Hi! Is this the right place to get Harvester suppo...
# harvester
c
Hi! Is this the right place to get Harvester support? We have a Harvester cluster that is stuck in upgrade from 1.3.2 to 1.4.0 at "pre-drained" of first node.
a
There are some "known issues" that are documented in the upgrade guides. One of them matches what you are observing: Upgrade from v1.3.2 to v1.4.0 | Harvester
c
Thanks, I saw that, but I don't think it matches our case exactly. We shut down all VMs prior to upgrading, to avoid issues with live migration. We also did the recommended update of Longhorn as detailed in the preparation steps. Also, I think this issue shows up as being stuck in "pre-draining", while we are in "pre-drained". I read about possible issues with volume synchronisation, but all volumes are healthy in the Longhorn UI. I wanted to stop the upgrade and try it again, but it won't let me delete the upgrade resource because a node upgrade is in progress (but stuck). Is there any other way of stopping/retrying this manually?
a
Yeah, that makes sense. What has helped me in the past when an upgrade became "stuck" (short of simply rebuilding the cluster) was visiting the Harvester GitHub and searching the issues. In general, other folks bumped into the same issue as I experienced and the Suse team or the community provided some helpful advice. I seem to recall one specific issue that I had involved simply disabling the Longhorn v2 data engine to get past a stuck upgrade. Another was due to the fact that I had one node with a different processor than the others and the upgrade VM was unable to move to other nodes as a result.
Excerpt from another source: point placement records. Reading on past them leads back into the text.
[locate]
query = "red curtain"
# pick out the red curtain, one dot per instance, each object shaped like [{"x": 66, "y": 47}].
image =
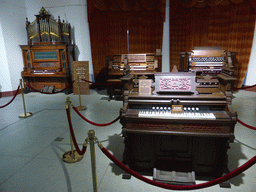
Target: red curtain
[
  {"x": 109, "y": 22},
  {"x": 228, "y": 24}
]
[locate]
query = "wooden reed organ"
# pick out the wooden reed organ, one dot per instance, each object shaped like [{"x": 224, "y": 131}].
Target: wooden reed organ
[
  {"x": 208, "y": 62},
  {"x": 49, "y": 52},
  {"x": 178, "y": 126},
  {"x": 141, "y": 64}
]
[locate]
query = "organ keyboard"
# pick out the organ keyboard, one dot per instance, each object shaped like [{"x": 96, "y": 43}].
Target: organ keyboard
[{"x": 184, "y": 121}]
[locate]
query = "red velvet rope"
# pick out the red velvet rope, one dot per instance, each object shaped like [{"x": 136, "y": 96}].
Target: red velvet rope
[
  {"x": 246, "y": 125},
  {"x": 96, "y": 124},
  {"x": 16, "y": 93},
  {"x": 246, "y": 87},
  {"x": 113, "y": 83},
  {"x": 73, "y": 135},
  {"x": 226, "y": 177},
  {"x": 49, "y": 93}
]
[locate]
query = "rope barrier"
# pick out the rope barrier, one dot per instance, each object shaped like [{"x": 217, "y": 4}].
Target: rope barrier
[
  {"x": 80, "y": 152},
  {"x": 246, "y": 87},
  {"x": 29, "y": 86},
  {"x": 246, "y": 125},
  {"x": 96, "y": 124},
  {"x": 16, "y": 93},
  {"x": 113, "y": 83},
  {"x": 226, "y": 177}
]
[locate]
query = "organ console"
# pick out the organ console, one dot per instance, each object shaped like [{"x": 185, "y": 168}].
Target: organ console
[
  {"x": 184, "y": 126},
  {"x": 49, "y": 52},
  {"x": 208, "y": 61},
  {"x": 143, "y": 64}
]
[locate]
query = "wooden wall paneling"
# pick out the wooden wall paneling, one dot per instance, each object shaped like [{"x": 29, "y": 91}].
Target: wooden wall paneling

In both of those cases, the GitHub issues were very helpful. I know this (directing you to the GitHub issues page) doesn't directly resolve your issue, but it might get you pointed in the right direction.
c
Thanks, I will do a deep dive there, then.
I did find the issue: our certificates for kube-controller-manager and kube-scheduler had expired. Once I rotated them, the upgrade resumed and completed without further issues. Thanks again for pointing me to the Github page!
👍 1
b
There is a settings option in more recent Havester versions to rotate and restart RKE2 services automatically. Sadly it's off by default.